While the large, multisegmental muscles contribute the bulk of the stiffness to the spine, it is the small intersegmental muscles (multifidi and rotatores) that are primarily responsible for maintaining the stability of the spine as a whole. This model showed that the spine will buckle if the activity (stiffness) in the multifidis and lumbar erector spinae are 0, even with substantial forces being contributed by the large muscles. Increasing the activity of the small muscles increases spinal stability. They feel this highlights the importance of the motor control system to coordinate the muscle recruitment between the large and small muscles when handling small loads, which is when many injuries occur (e.g., someone who works at a heavy job all day and then injures their back picking up a pencil).

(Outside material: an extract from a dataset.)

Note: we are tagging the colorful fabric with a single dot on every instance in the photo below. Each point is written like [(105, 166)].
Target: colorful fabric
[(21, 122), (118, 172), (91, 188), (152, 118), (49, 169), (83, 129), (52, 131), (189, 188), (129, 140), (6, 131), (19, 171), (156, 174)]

Cholewicki and McGill feel that this work helps explain why injury to the spine frequently occurs during activities that involve low loads, ie, that at high loads the stability of the increases proportionately, but at lower loads, a fine tuned motor control system is required to maintain stability levels. Without this, the momentary decrease in stability may lead to displacements or irritation to soft tissues that can lead to pain. With inappropriate activation of the intrinsic muscles, particularly the multifidi, there can be overcompensation by the motor control system that suddenly calls for a hard contraction of these muscles beyond their capability. This then leads to strain and injury to these muscles.

These papers point up to the importance of improving the stabilization mechanisms of the spine so that we can maximize the ability of the spine to protect itself from injury. As Cholewicki and McGill state, "Clinicians need to explore motor control training as an adjunct to the muscle strength improvement for reducing low back episodes." My next column will explore motor control training and what the literature is showing that we can do to help train the motor control system.